Tasnim Lowe was just 16 months old when her 16-year-old mother Lucy perished in a house fire in Telford started by Tasnim’s father Azhar Ali Mehmood.

Lucy, who was pregnant again at the time of her murder, died alongside her mother Eileen, 49, and sister Sarah, 17.

Tasnim was raised by her grandfather George at their home in Halifax Drive, Leegomery.

Mehmood is up for parole this month after serving 18 years for the three murders. But the documentary reveals he will not be made to sign the sex offenders’ register upon his release, as he was never tried for sex crimes despite Lucy becoming pregnant with Tasnim when she was just 14.

The three-part series, ‘Why Dad Killed Mum: My Family’s Secret’, sees Tasnim, now 19, investigate the circumstances of her mothers’ murder, discovering the grim reality that she was one of hundreds of girls in Telford groomed and exploited by older men in the 1990s.

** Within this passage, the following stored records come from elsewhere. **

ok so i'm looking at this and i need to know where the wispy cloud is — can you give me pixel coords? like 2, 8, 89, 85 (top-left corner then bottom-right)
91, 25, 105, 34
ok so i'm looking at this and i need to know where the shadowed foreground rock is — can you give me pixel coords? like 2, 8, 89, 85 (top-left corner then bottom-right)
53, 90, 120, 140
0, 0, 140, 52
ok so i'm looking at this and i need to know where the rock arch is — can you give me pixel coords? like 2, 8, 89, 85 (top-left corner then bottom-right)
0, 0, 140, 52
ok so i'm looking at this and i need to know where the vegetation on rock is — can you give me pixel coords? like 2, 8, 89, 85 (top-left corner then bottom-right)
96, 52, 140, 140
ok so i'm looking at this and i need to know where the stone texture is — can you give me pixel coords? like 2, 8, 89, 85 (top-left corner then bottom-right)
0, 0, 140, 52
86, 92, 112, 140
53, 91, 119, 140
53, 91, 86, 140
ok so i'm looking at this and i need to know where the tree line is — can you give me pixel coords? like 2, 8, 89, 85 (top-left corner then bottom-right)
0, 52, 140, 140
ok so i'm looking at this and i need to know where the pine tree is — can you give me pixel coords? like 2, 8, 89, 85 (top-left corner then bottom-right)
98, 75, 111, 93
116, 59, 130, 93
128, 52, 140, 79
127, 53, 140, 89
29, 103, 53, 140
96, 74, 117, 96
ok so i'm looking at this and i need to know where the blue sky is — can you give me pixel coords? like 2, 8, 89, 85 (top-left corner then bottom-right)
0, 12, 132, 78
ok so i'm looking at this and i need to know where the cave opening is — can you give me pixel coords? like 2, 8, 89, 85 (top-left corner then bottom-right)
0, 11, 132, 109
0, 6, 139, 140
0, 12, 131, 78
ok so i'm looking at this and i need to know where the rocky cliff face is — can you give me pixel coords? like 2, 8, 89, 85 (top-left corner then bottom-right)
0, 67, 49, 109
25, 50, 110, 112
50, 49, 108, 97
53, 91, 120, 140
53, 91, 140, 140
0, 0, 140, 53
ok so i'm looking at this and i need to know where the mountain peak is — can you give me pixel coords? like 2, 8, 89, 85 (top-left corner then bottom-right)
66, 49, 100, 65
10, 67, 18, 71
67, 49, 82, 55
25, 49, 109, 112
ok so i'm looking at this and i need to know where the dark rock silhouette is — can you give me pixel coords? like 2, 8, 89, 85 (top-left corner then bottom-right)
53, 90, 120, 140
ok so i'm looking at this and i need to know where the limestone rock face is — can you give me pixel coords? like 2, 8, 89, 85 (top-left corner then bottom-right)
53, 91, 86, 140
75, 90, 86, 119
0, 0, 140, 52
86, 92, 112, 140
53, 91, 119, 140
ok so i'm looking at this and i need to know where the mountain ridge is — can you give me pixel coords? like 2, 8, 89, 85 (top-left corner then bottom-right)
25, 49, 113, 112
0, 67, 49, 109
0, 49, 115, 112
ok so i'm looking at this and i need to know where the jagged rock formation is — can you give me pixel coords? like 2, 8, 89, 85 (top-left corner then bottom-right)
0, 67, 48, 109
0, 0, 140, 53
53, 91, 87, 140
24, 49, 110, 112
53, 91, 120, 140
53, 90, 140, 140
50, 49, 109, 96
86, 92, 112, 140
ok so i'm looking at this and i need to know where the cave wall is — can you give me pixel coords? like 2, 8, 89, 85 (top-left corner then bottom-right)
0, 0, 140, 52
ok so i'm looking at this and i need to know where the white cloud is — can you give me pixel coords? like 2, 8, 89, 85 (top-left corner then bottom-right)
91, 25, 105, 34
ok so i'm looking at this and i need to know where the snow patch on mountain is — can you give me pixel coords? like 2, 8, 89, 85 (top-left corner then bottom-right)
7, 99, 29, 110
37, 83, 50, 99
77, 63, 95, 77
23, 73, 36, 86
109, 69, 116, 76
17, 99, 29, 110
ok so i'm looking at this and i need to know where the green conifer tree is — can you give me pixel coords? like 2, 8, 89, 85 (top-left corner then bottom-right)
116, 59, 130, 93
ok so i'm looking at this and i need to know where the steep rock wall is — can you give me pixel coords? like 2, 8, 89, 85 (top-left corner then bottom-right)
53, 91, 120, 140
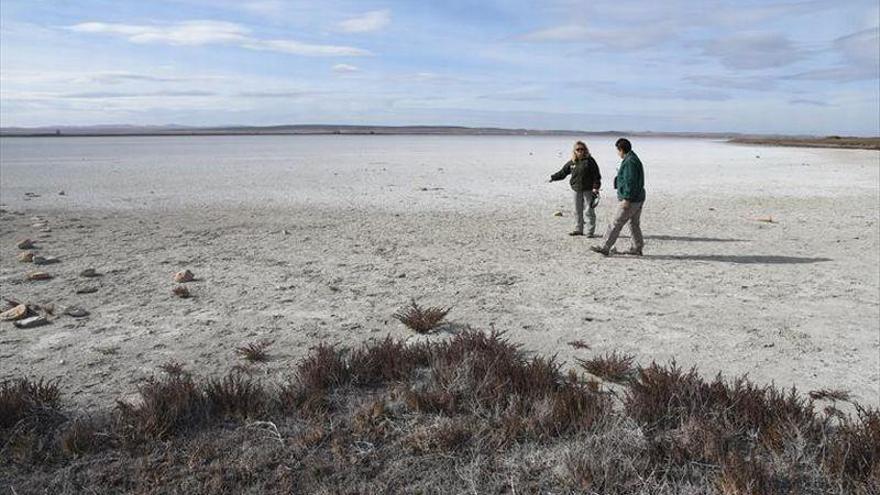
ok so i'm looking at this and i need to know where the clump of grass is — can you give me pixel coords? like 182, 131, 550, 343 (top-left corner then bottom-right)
348, 336, 431, 387
568, 340, 591, 350
0, 378, 65, 464
1, 378, 61, 429
235, 340, 271, 363
204, 374, 268, 419
114, 374, 209, 444
578, 351, 636, 383
158, 361, 187, 376
59, 417, 106, 458
809, 388, 852, 402
393, 299, 451, 333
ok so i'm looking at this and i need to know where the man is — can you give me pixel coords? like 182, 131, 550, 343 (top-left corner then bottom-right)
590, 138, 645, 256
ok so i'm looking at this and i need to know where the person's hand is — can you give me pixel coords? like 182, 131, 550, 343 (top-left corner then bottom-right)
621, 199, 631, 209
592, 188, 599, 194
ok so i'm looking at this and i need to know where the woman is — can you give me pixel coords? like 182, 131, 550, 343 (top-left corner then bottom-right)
549, 141, 602, 236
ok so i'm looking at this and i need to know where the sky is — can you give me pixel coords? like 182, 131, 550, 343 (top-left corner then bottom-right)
1, 0, 878, 135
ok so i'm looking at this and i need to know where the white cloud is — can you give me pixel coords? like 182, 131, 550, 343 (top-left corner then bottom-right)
68, 20, 370, 57
332, 63, 360, 74
337, 10, 391, 33
700, 33, 806, 70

George Lowe with grandchild Tasnim at the family memorial garden in Leegomery

She meets with police and investigative journalist Geraldine McKelvie, who worked for three years to expose a network of organised child sexual exploitation in Telford, to try to understand why the authorities didn’t raise concerns about the nature of Lucy’s relationship with Mehmood.

Tasnim also receives her mother’s belongings, released by the police for the first time since the fire.

They include diaries Lucy kept during her pregnancy and the early months of Tasnim’s life, which lead her to question whether her mother was abused by a wider network of men as well as Mehmood.

She meets with police to ask why Mehmood will not face child sex abuse charges, and asks Telford MP Lucy Allan to include her mother’s case in the Independent Inquiry into Child Sexual Exploitation in Telford, set up to establish the scale of the abuse and why it went undetected for so long.

Ahead of his release, Tasnim believes her father, now 45, should be on the sex offender’s register for the safety of others.

The documentary airs on BBC One on November 13.